24 luglio 2022

Gualtieri di San Lazzaro e la rivista “XXe Siècle”

"XXe Siècle",n. 1, 1951 copertina - Fondo Gualtieri di San Lazzaro e Maria Papa

“XXe Siècle”, 1951 copertina – Fondo Gualtieri di San Lazzaro e Maria Papa

A distanza di tempo Gualtieri di San Lazzaro rimane una figura per molti versi sfuggente, come tutte quelle figure che hanno fatto da cerniera negli scambi culturali internazionali. Il suo stesso profilo professionale, del resto, lo poneva a un crocevia significativo: scrittore per vocazione, e autore di alcuni romanzi a sfondo autobiografico, aveva dovuto sacrificare la sua propensione per le lettere per dedicarsi a pieno all’editoria d’arte che, quando da Roma approdò ventenne a Parigi, nel 1924, gli aveva dato un’identità e un ruolo nel sistema delle arti. È questo, infatti, il cuore del fondo dedicato a lui e a Maria Papa (sua moglie dal 1959) custodito presso il Centro APICE, dove si conservano materiali epistolari in larga parte relativi alla storia della rivista “XXe Siècle”, oltre a una serie completa della rivista stessa, interamente digitalizzata.

Nato a Catania nel 1904, ma presto girovago in più città italiane, precocemente San Lazzaro aveva scelto di sostituire il proprio nome di battesimo, Giuseppe Papa, con un insolito pseudonimo che a molti parve avere un suono araldico e nobiliare, con cui adolescente firma i primi racconti sulle “Cronache di attualità” di Bragaglia, a cui farà un’ideale prosecuzione, a Parigi, con “Chroniques du jour”, nato come rivista e rapidamente trasformata in casa editrice. Nel 1934, a riguardo, dirà che sua intenzione era « fare della monografia non un oggetto di studio ma di godimento. Il libro, secondo me, doveva entusiasmare, come una bella esposizione».

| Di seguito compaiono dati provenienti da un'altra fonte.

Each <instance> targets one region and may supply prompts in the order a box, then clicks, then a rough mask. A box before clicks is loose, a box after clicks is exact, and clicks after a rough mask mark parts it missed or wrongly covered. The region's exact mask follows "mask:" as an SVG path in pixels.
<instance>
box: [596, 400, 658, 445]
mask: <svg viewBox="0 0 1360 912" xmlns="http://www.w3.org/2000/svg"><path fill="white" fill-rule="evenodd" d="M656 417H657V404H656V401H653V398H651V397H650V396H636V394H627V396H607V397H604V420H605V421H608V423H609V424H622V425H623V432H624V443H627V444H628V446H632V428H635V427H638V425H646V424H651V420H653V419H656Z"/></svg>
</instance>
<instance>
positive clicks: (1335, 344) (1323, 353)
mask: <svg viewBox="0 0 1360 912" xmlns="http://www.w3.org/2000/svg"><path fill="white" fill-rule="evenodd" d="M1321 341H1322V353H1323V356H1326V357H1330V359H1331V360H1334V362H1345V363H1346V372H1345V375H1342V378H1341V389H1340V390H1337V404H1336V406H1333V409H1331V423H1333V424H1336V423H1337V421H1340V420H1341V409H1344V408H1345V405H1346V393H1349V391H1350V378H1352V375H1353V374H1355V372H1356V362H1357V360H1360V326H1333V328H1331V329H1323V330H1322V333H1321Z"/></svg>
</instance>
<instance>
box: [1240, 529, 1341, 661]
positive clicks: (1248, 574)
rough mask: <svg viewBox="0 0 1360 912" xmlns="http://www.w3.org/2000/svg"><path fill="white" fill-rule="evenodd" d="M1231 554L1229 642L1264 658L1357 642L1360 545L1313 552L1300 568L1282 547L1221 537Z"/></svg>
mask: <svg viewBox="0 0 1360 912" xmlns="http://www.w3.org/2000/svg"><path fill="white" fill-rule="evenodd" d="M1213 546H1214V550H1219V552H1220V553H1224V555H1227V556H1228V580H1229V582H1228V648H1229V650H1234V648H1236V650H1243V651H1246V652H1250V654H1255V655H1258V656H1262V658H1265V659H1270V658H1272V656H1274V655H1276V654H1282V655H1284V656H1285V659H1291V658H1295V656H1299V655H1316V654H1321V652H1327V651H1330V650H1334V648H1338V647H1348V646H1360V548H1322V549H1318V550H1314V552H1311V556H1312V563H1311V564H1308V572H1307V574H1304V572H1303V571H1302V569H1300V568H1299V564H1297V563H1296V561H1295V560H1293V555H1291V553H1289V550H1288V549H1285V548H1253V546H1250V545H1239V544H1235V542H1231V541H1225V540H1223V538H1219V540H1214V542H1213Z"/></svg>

A questo principio sarebbe rimasto sempre fedele, specialmente da quando nel 1938 darà vita a “XXe Siècle”, la rivista con grafiche d’autore originali, che dirigerà fino alla morte, avvenuta a Parigi nel 1974. “XXe Siècle” incarnava l’idea di una rivista bella da vedere e da sfogliare, attenta al panorama delle avanguardie fra seconda École de Paris e istanze “autre” e ai loro corrispettivi europei. Per accentuare quell’aspetto di rivista bella come un’opera d’arte aveva chiesto ad alcuni dei protagonisti delle avanguardie storiche, da Mirò ad Arp, a Ernst e Giacometti, di realizzare per la copertina della rivista un disegno da riprodurre in litografia e imprimere su fondi coloratissimi, realizzando una vera e propria galleria. Tutto questo, con le sue riproduzioni di grande formato e di impeccabile qualità tipografica, oltre a non poche riproduzioni a colori, facevano della rivista di San Lazzaro un oggetto da collezione – lontano forse dallo spirito e dalle tensioni che animavano le pubblicazioni militanti coeve ma attendo al dibattito e alle sue trasformazioni – e uno strumento di aggiornamento sulle tendenze dell’arte attuale e sulle grandi mostre. Forse per questo l’interesse di San Lazzaro andava principalmente verso i poeti e gli scrittori d’arte che per gli storici dell’arte e i nuovi critici: a monte della sua rivista rimaneva quel modello di critica d’arte, erede di Baudelaire, che si era formato sui giornali. San Lazzaro stesso, del resto, aveva prestato costantemente la propria penna alla stampa periodica, unendo le ragioni dell’arte e quelle della vita. Aveva raccontato a puntate la vita a Parigi durante la guerra, radunando poi in volume quei testi col titolo Parigi era morta. Ma soprattutto, aveva raccontato cos’era stata Parigi nel suo momento più alto, intrecciando la propria biografia in terza persona con aneddoti e incontri con artisti, scrittori e personaggi del sistema artistico parigino perché, come ebbe a scrivere negli anni Sessanta, più che le opere aveva preferito collezionare l’amicizia degli artisti. Tutto questo era materia del suo romanzo più importante, che pubblicherà dapprima nel 1949, poi di nuovo nel 1966, che fin dal titolo portava un’eco di nostalgia: Parigi era viva.